Figura 3. Planta submetida à poda leve.
No tratamento sem poda, as plantas não sofreram intervenção alguma, permanecendo em seu estado original (Figura 4).
O replantio consistiu na substituição das plantas do pomar por plantas novas (Figura 5 B).
Figura 5 . Arranque de plantas (A) e replantio (B).
As podas executadas com serras e tesouras manuais, bem como o replantio foram realizados em outubro de 2003, após a principal colheita da variedade “Pêra”.
Nas plantas submetidas às podas, aplicou-se, na região do corte de ramos com diâmetro superior a 3 cm, através de pincelamento, uma solução de oxicloreto de cobre (10%). Todavia, naquelas em que se realizou a poda drástica, seus troncos e ramos primários foram pintados com tinta acrílica látex branco, diluída a 50% logo após a poda, para evitar a escaldadura (BITANCOURT, 1955; MOREIRA, 1941).
A poda leve de condução, visou a eliminar lesões de leprose em ramos novos
que surgiram posteriormente à instalação do experimento (Figura 6).
Figura 6. Inspeção (A) e poda de ramos lesionados por leprose (B).
Nível de infestação do ácaro da leprose – foram realizados, quinzenalmente,
levantamentos populacionais visando a determinar o nível de infestação do acarino nas plantas submetidas à poda leve e sem poda. Em cada parcela, foi amostrada a planta central, da qual foram examinados, aleatoriamente, três frutos dentre aqueles localizados no interior da copa das plantas e com presença de verrugose. Para tanto, utilizou-se de uma lupa de campo de 10 vezes de aumento, aplicada para observar toda a superfície do fruto. Considerou-se infestado o fruto que apresentava pelo menos um ácaro (PATTARO, 2003). Na ausência de frutos, foram avaliados três ramos, em início de suberificação, com aproximadamente 25 cm de comprimento, desprezando-se as brotações.
Levantamento dos ácaros predadores – por ocasião das inspeções do ácaro
B. phoenicis, foram quantificados os ácaros predadores da espécie I. zuluagai e do gênero Euseius, seguindo a metodologia utilizada para a inspeção do B. phoenicis.

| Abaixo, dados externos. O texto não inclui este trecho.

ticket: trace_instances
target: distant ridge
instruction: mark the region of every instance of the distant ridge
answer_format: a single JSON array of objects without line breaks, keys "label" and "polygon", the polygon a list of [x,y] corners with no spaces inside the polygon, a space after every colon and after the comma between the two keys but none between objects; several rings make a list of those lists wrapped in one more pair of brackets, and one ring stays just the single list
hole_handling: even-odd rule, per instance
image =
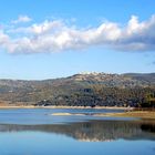
[{"label": "distant ridge", "polygon": [[155,94],[155,73],[83,72],[41,81],[0,80],[0,104],[137,106]]}]

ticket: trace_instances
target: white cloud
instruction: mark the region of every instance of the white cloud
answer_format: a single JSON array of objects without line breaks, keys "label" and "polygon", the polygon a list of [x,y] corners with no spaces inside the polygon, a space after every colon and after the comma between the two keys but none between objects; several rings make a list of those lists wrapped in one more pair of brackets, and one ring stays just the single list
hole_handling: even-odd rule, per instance
[{"label": "white cloud", "polygon": [[124,27],[106,21],[89,29],[68,25],[62,20],[45,20],[11,32],[16,34],[0,33],[0,46],[10,53],[58,52],[99,45],[118,51],[155,50],[155,16],[143,22],[132,16]]},{"label": "white cloud", "polygon": [[30,22],[32,19],[28,16],[19,16],[17,20],[13,20],[12,23],[22,23],[22,22]]}]

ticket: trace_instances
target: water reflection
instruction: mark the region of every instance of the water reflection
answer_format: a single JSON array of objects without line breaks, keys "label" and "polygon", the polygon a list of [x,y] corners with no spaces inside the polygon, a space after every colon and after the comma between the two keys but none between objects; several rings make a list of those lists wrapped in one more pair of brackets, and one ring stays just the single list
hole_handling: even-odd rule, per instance
[{"label": "water reflection", "polygon": [[63,134],[78,141],[104,142],[124,140],[155,141],[155,123],[138,121],[90,121],[72,124],[16,125],[0,124],[0,132],[46,132]]}]

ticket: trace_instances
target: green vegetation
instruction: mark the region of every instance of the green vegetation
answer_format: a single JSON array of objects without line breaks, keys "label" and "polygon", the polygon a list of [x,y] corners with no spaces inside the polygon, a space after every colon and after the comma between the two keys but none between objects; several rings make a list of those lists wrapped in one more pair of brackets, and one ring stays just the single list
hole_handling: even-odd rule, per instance
[{"label": "green vegetation", "polygon": [[0,80],[1,103],[155,107],[155,74],[75,74],[45,81]]}]

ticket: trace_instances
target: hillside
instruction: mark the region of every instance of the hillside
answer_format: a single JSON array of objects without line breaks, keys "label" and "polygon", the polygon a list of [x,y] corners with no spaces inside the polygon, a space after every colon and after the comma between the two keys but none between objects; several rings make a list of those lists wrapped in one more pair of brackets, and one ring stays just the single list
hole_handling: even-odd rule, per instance
[{"label": "hillside", "polygon": [[80,73],[69,78],[0,80],[1,104],[138,106],[155,95],[155,73]]}]

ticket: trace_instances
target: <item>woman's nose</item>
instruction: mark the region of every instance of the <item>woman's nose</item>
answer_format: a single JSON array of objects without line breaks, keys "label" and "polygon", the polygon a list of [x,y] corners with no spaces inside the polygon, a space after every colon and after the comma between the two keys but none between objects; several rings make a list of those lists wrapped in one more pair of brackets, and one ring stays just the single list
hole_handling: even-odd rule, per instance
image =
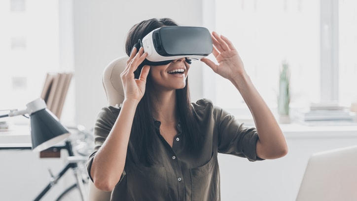
[{"label": "woman's nose", "polygon": [[175,60],[174,60],[174,61],[173,61],[172,62],[175,62],[175,63],[176,63],[176,62],[182,62],[182,61],[184,61],[185,60],[185,59],[184,57],[183,57],[183,58],[179,58],[179,59],[175,59]]}]

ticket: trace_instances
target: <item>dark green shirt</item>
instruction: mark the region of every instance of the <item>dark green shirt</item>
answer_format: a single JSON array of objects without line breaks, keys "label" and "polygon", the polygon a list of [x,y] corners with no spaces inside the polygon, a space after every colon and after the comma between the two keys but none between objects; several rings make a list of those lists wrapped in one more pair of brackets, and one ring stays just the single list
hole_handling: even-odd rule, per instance
[{"label": "dark green shirt", "polygon": [[[220,200],[218,153],[259,160],[255,147],[258,135],[254,128],[245,127],[234,117],[212,102],[201,99],[192,103],[200,131],[204,135],[202,149],[192,154],[185,149],[181,124],[173,147],[160,134],[160,122],[155,121],[159,159],[150,167],[138,165],[135,147],[129,143],[121,178],[112,193],[112,201],[170,201]],[[104,108],[94,128],[95,146],[87,164],[103,144],[119,115],[120,108]],[[132,158],[128,159],[128,157]]]}]

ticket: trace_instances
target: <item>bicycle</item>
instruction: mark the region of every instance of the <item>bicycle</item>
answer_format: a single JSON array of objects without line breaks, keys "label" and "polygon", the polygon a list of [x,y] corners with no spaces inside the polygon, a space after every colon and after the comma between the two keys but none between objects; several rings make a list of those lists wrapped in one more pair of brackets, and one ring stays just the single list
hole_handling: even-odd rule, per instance
[{"label": "bicycle", "polygon": [[[66,189],[56,200],[56,201],[86,201],[87,184],[89,177],[87,173],[85,163],[88,160],[88,156],[91,152],[92,145],[93,142],[93,135],[91,133],[86,130],[82,126],[78,126],[76,128],[68,128],[70,129],[76,129],[78,132],[77,135],[72,135],[74,139],[70,138],[66,141],[64,146],[52,147],[46,151],[59,152],[62,150],[66,150],[68,153],[67,157],[68,163],[65,167],[56,175],[53,175],[49,169],[51,179],[47,185],[42,190],[38,195],[35,199],[34,201],[38,201],[48,192],[58,180],[63,176],[70,169],[72,169],[75,178],[75,183]],[[78,138],[75,138],[75,137]],[[75,144],[73,146],[72,143]],[[73,147],[74,151],[73,151]],[[79,156],[76,156],[79,155]]]},{"label": "bicycle", "polygon": [[[86,201],[87,194],[87,184],[89,177],[87,173],[85,164],[88,157],[92,152],[94,143],[92,131],[88,131],[84,127],[78,125],[76,127],[68,127],[70,130],[76,130],[65,141],[62,146],[51,147],[43,152],[59,153],[62,150],[67,151],[68,154],[67,163],[57,175],[54,175],[49,169],[51,178],[50,181],[42,190],[34,201],[38,201],[54,187],[57,182],[71,169],[75,179],[74,183],[70,185],[58,196],[56,201]],[[2,147],[0,150],[31,150],[31,147]]]}]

Aplicação dos produtos – as pulverizações dos produtos naqueles tratamentos
que implicariam o uso do spirodiclofen e da calda sulfocálcica, basearam-se no nível de controle do B. phoenicis, realizado quinzenalmente, nos tratamentos com poda leve e
sem poda, com ou sem poda de condução. O nível de controle adotado foi de 8,33% para todos os tratamentos nos quais constavam aplicações de acaricidas. Os produtos utilizados foram: spirodiclofen, na dosagem de 20 ml p.c./ 100 L de água, e calda sulfocálcica Fertibom®, na dosagem de 4.000 ml p.c./100 L de água, visando ao controle de B. phoenicis.
Para as demais pragas, quando necessário, foram efetuadas aplicações de produtos em toda a área experimental, dando-se preferência àqueles seletivos aos ácaros.
As aplicações foram realizadas com um pulverizador “tipo pistola”, despendendo- se um volume de calda suficiente para proporcionar uma completa cobertura das plantas.